- Location
- North Wales
Join 2mm ht barb with either fig 8 or 4mm crimps and 5 in 1.Hi All,
Know this is a picture thread but thought it might be the best place to ask for some high tensile fencing advice. Finally managed to convince my parents that high tensile wire is the way to go, instead of joining 3/4 rylock nets together for each pull and dispelling the myth that its more expensive. We've already had a go on a small 70m stretch with some cheap netting and barb as a trial and happy enough. We've decided if its worth doing its worth doing well and so have opted for all tornado wire and are going to buy a full set of strainrite clamps, strainers and chains as from the reviews they seem to be good quality and will last. Based on our trial we're going to go for 8/80/22 netting instead of the 15 we'd normally use and are going to try 100m rolls and 250m as well as the standard ht and torus knot (quite interested to see what difference it makes!). From our first trial we've learned a few things, we did use knots and not hard stapling as suggested. My dads rather set on using crimps to join the nets + barb and using gut pulls where possible. Plan is plain line wire, net + 2 barb. My remaining questions are:
- knots for barbed wire, do you join rolls with figure 8s, termination knots at ends and others the same as plain wire? (If not using crimps)

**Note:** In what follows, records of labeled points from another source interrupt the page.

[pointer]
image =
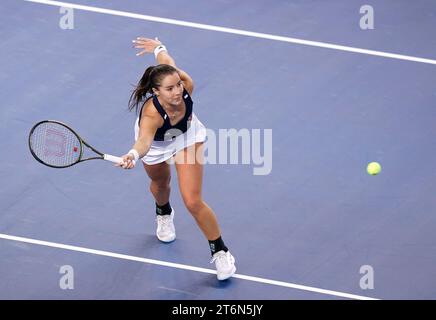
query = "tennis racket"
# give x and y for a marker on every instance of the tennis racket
(56, 145)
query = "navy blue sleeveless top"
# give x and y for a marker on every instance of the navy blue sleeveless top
(167, 131)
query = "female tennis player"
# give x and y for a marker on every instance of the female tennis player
(165, 129)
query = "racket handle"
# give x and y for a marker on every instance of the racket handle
(114, 159)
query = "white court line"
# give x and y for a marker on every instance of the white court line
(182, 266)
(235, 31)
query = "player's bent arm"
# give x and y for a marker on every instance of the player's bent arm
(164, 58)
(147, 130)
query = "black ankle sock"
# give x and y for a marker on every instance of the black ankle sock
(217, 245)
(163, 210)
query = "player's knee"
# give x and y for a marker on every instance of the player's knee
(194, 204)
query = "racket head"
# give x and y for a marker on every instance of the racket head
(54, 144)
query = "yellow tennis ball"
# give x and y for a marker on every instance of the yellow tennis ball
(373, 168)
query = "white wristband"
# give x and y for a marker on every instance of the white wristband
(158, 49)
(135, 154)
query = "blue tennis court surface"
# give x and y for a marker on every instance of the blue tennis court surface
(315, 225)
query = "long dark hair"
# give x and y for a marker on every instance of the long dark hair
(151, 78)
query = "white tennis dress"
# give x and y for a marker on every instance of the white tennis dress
(161, 151)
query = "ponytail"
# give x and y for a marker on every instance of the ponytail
(151, 78)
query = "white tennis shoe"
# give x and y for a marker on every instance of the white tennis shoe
(166, 232)
(224, 263)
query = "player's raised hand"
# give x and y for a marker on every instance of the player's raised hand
(148, 45)
(128, 162)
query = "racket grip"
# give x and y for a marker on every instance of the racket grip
(114, 159)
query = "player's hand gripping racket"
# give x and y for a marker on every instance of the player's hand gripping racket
(56, 145)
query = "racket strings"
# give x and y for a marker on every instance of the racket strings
(55, 144)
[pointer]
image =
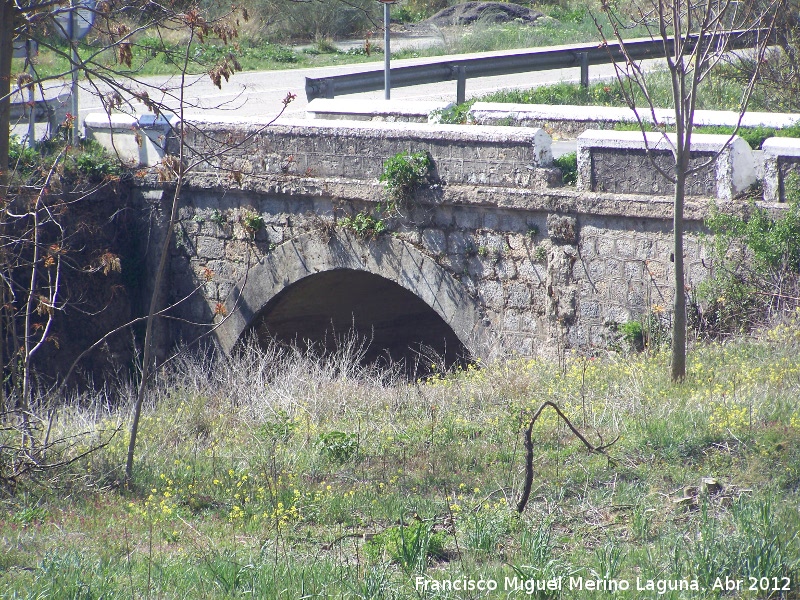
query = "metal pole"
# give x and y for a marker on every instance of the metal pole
(74, 89)
(387, 54)
(584, 68)
(461, 84)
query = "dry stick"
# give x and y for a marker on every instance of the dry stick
(526, 492)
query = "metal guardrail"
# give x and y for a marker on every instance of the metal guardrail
(491, 64)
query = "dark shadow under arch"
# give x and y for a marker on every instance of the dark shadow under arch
(322, 309)
(395, 295)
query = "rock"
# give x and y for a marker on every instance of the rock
(710, 486)
(487, 12)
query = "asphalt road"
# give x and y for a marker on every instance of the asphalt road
(260, 94)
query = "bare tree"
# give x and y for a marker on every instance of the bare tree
(697, 37)
(118, 29)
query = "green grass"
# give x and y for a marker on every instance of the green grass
(277, 475)
(568, 24)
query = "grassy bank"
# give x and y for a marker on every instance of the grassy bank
(275, 475)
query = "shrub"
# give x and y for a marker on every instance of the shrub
(410, 546)
(455, 115)
(403, 173)
(363, 224)
(568, 163)
(756, 262)
(338, 446)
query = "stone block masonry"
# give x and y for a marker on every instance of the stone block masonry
(358, 150)
(620, 162)
(511, 261)
(781, 159)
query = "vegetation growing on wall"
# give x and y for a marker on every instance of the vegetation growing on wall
(756, 267)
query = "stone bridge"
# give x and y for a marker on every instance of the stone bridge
(493, 255)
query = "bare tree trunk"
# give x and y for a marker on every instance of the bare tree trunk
(7, 21)
(162, 268)
(678, 363)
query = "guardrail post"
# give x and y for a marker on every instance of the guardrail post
(461, 84)
(584, 58)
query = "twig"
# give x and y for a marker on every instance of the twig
(526, 492)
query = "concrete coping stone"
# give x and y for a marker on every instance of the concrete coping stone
(775, 149)
(319, 107)
(735, 164)
(781, 147)
(482, 111)
(388, 128)
(654, 140)
(458, 135)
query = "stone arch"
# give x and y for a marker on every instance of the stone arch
(296, 262)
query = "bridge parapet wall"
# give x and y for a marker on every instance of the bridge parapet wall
(358, 150)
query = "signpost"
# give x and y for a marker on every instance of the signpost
(28, 49)
(74, 23)
(387, 54)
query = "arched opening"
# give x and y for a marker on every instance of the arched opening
(324, 307)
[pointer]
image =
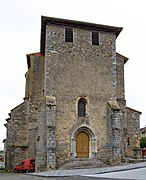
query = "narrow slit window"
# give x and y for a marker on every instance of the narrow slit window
(68, 35)
(95, 38)
(81, 108)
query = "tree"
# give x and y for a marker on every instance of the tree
(143, 142)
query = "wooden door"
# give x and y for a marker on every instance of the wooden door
(82, 145)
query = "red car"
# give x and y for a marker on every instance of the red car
(27, 165)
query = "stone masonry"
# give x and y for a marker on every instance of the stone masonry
(73, 90)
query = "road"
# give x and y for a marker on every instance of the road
(12, 176)
(138, 174)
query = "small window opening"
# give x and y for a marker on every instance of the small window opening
(82, 107)
(68, 35)
(95, 38)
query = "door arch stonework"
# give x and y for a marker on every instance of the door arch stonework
(82, 145)
(92, 140)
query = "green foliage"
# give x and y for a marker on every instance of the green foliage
(143, 142)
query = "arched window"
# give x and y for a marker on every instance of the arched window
(82, 107)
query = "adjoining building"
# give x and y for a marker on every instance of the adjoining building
(143, 132)
(74, 111)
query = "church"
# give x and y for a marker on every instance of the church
(74, 112)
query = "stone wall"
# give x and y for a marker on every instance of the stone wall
(17, 137)
(75, 70)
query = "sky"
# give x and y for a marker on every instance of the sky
(20, 24)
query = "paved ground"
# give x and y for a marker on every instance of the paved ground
(139, 174)
(10, 176)
(81, 172)
(126, 172)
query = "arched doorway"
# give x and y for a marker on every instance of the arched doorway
(80, 136)
(82, 145)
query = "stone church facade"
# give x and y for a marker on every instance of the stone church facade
(74, 111)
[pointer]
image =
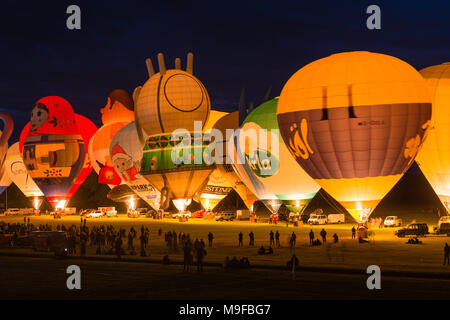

- when should you use certain knots? - mainly tex brown vs speed knots in a gut strain (if not using crimps or for plain?) - i understand figure 8 has too much take up when tensioning wires.
- how do you strain over small ridges? - i know for dips the line wire can help as well as pulling the net down and using post tie backs or something to stop them pulling out.
- What are the main benefits of working with torus wire over the standard ht? - Is it just easier to remove verticals?
Thanks in advance.
A text brown is a variant of a fig 8. That you can tie under tension so best used to join a gut pull if you don't crimp.
Put your posts in on the rise and dip points so so when tensioning up you can staple to the post to hold it in position.
Torus goes up better as the rigid wire helps stand the nett up. That's where the benefits end imo. I don't think it's rugged enough to stand up to a lot of stock pressure and the knots move on the wire.
The biggest challenge with HT is keeping the netting tight so you need to put a lot more effort into keeping your strainers Right. Don't skimp on sizes or lengths.